The wonders we experience depend much on our perception of the events around us. It’s easy to lose hope and to miss out in the truly miraculous nature of existence. The rich heritage of scripture reminds us that our forebears also struggled with such things, but that they reinterpreted them in a new light when they saw that God, indeed, had been there all along.
Narrative Lectionary Daily Reading:
Joshua 3:1-17
Early in the morning Joshua rose and set out from Shittim with all the Israelites, and they came to the Jordan. They camped there before crossing over. At the end of three days the officers went through the camp and commanded the people, “When you see the ark of the covenant of the Lord your God being carried by the levitical priests, then you shall set out from your place. Follow it, so that you may know the way you should go, for you have not passed this way before. Yet there shall be a space between you and it, a distance of about two thousand cubits; do not come any nearer to it.” Then Joshua said to the people, “Sanctify yourselves; for tomorrow the Lord will do wonders among you.” To the priests Joshua said, “Take up the ark of the covenant, and pass on in front of the people.” So they took up the ark of the covenant and went in front of the people.

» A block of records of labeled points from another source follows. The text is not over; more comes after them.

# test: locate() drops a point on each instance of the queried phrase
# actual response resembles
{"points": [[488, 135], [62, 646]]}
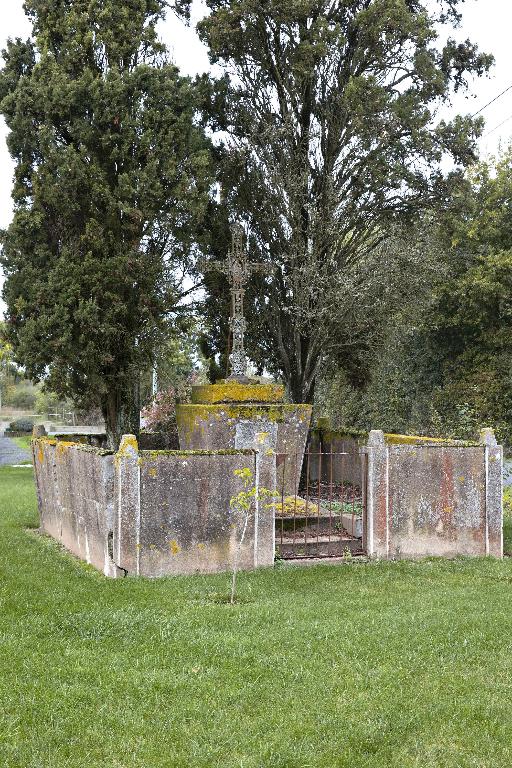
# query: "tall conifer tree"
{"points": [[331, 134], [112, 176]]}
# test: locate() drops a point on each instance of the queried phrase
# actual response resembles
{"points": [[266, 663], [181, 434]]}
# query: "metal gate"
{"points": [[321, 507]]}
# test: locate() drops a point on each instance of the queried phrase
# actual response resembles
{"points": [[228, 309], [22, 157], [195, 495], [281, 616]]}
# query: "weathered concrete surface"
{"points": [[75, 490], [156, 513], [507, 473], [186, 522], [10, 453], [433, 499], [214, 427]]}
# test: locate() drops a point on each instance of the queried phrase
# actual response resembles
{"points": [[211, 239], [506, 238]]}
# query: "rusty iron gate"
{"points": [[320, 511]]}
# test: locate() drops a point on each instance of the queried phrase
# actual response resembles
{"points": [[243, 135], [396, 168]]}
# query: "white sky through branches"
{"points": [[485, 22]]}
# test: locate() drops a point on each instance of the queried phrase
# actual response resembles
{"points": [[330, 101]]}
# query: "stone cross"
{"points": [[238, 269]]}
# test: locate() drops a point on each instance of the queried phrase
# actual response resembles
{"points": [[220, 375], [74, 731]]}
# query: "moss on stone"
{"points": [[150, 455], [234, 392], [419, 440], [64, 445]]}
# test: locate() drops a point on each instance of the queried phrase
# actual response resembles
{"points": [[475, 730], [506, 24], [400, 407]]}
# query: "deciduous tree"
{"points": [[329, 113]]}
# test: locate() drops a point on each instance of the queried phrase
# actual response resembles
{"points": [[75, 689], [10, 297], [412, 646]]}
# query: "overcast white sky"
{"points": [[486, 22]]}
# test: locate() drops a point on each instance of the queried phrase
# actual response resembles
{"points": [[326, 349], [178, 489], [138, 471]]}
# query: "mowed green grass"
{"points": [[383, 664]]}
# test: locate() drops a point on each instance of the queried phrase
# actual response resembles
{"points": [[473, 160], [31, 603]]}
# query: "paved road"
{"points": [[10, 453]]}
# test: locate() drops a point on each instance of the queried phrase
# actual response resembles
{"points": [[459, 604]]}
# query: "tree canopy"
{"points": [[112, 175], [328, 113]]}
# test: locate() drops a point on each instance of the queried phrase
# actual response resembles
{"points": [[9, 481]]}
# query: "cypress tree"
{"points": [[112, 177]]}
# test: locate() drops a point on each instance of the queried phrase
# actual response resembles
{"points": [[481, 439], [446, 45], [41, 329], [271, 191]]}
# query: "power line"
{"points": [[497, 126], [493, 100]]}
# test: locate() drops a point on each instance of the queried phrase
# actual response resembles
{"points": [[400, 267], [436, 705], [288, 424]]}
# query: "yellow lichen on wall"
{"points": [[129, 446], [234, 392], [421, 440]]}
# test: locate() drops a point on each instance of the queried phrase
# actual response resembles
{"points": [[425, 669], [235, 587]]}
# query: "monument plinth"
{"points": [[221, 414]]}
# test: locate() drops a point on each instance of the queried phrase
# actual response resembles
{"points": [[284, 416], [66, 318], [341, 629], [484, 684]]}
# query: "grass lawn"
{"points": [[374, 665]]}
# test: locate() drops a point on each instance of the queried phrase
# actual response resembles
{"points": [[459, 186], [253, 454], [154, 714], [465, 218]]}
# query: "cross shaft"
{"points": [[238, 269]]}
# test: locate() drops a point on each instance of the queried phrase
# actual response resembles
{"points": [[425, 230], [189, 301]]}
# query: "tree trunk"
{"points": [[121, 411], [300, 390]]}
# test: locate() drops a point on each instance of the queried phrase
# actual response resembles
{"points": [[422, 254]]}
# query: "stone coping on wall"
{"points": [[236, 392], [322, 427], [419, 440], [63, 445]]}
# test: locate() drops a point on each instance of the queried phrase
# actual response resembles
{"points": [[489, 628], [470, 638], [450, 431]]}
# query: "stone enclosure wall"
{"points": [[433, 497], [154, 513]]}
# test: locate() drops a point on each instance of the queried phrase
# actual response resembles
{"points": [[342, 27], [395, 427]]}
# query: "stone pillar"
{"points": [[126, 540], [493, 493], [377, 498]]}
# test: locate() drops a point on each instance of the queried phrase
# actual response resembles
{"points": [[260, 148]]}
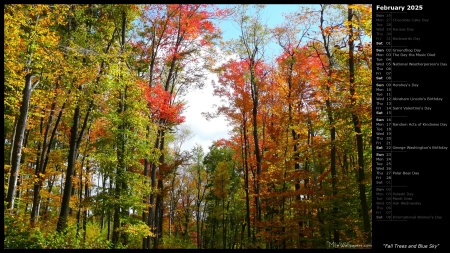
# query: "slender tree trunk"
{"points": [[359, 137], [64, 213], [18, 140]]}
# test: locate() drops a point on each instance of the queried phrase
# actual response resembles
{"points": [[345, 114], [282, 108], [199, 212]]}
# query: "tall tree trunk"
{"points": [[18, 140], [64, 213], [359, 137]]}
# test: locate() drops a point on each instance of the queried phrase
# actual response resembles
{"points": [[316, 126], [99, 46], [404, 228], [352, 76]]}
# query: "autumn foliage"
{"points": [[94, 133]]}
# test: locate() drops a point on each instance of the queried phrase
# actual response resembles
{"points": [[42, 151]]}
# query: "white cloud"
{"points": [[204, 131]]}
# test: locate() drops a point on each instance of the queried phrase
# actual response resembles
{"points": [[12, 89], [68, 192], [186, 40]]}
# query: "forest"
{"points": [[93, 136]]}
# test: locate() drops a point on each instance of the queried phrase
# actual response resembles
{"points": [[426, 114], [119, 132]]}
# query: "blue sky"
{"points": [[272, 15], [205, 132]]}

The Lord said to Joshua, “This day I will begin to exalt you in the sight of all Israel, so that they may know that I will be with you as I was with Moses. You are the one who shall command the priests who bear the ark of the covenant, ‘When you come to the edge of the waters of the Jordan, you shall stand still in the Jordan.’” Joshua then said to the Israelites, “Draw near and hear the words of the Lord your God.”Joshua said, “By this you shall know that among you is the living God who without fail will drive out from before you the Canaanites, Hittites, Hivites, Perizzites, Girgashites, Amorites, and Jebusites: the ark of the covenant of the Lord of all the earth is going to pass before you into the Jordan. So now select twelve men from the tribes of Israel, one from each tribe. When the soles of the feet of the priests who bear the ark of the Lord, the Lord of all the earth, rest in the waters of the Jordan, the waters of the Jordan flowing from above shall be cut off; they shall stand in a single heap.”
When the people set out from their tents to cross over the Jordan, the priests bearing the ark of the covenant were in front of the people. Now the Jordan overflows all its banks throughout the time of harvest. So when those who bore the ark had come to the Jordan, and the feet of the priests bearing the ark were dipped in the edge of the water, the waters flowing from above stood still, rising up in a single heap far off at Adam, the city that is beside Zarethan, while those flowing toward the sea of the Arabah, the Dead Sea, were wholly cut off. Then the people crossed over opposite Jericho. While all Israel were crossing over on dry ground, the priests who bore the ark of the covenant of the Lord stood on dry ground in the middle of the Jordan, until the entire nation finished crossing over the Jordan.